1/10 oz Gold Rounds: frequently asked questions

The spot value of a 1/10 troy ounce gold round is $4,176.20 divided by 10. Retail prices from dealers include a premium on top of that, which is typically higher on small weights than on 1oz or larger pieces. Compare current dealer prices in the table above to find the lowest premium available.
One-tenth of a troy ounce equals 1/10 oz (3.1103 g). A troy ounce is 31.1035 grams, so dividing by 10 gives just over 3.1 grams. This is a common question for buyers converting between troy and metric measurements when comparing products.
The cost of producing a coin or round, such as blanking, striking, assaying, and packaging, is largely fixed regardless of the size.
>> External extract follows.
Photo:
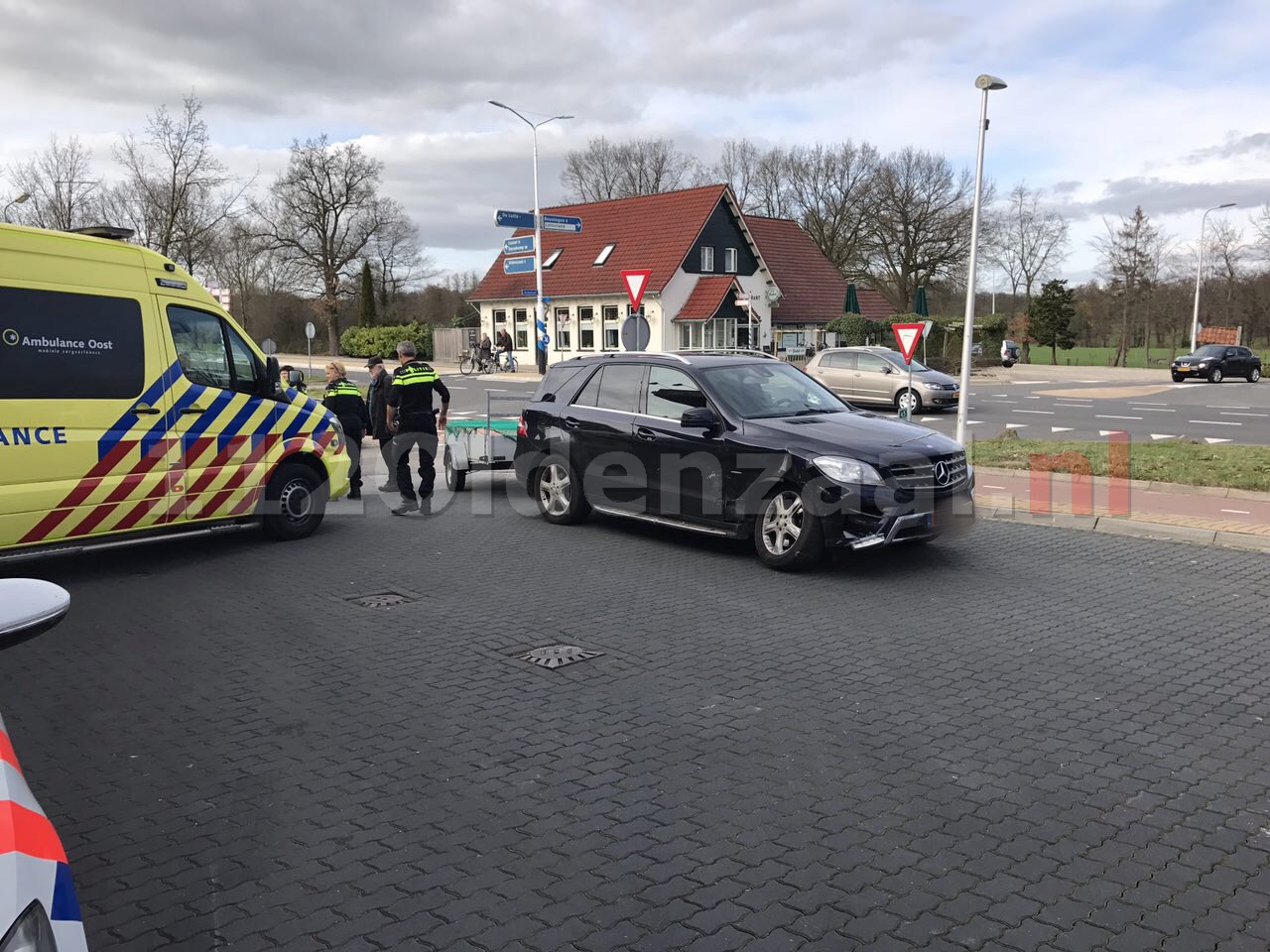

Spreading those fixed costs across just 3.1 grams of gold means the per-gram production cost is much higher than for a 1oz piece. As a result, smaller sizes reliably carry a proportionally larger premium over spot than 1oz or multi-ounce products.
In most countries you are not required to notify tax authorities when purchasing gold. However, you must record gains on disposal. In the US, dealers must file reports for certain large cash transactions, and long-term gains on gold are taxed at up to 28%. In the UK, gains above £3,000 are subject to CGT. In Canada, 50% of any gain is included in taxable income. Keeping purchase receipts in all markets is essential.
7 dealers list 9 1/10 oz gold round products on BullionFerret. Having multiple retailers competing on this size means you can compare premiums directly. Thin supply from fewer dealers typically means less price competition, so the count here tells you how competitive the market is for this format.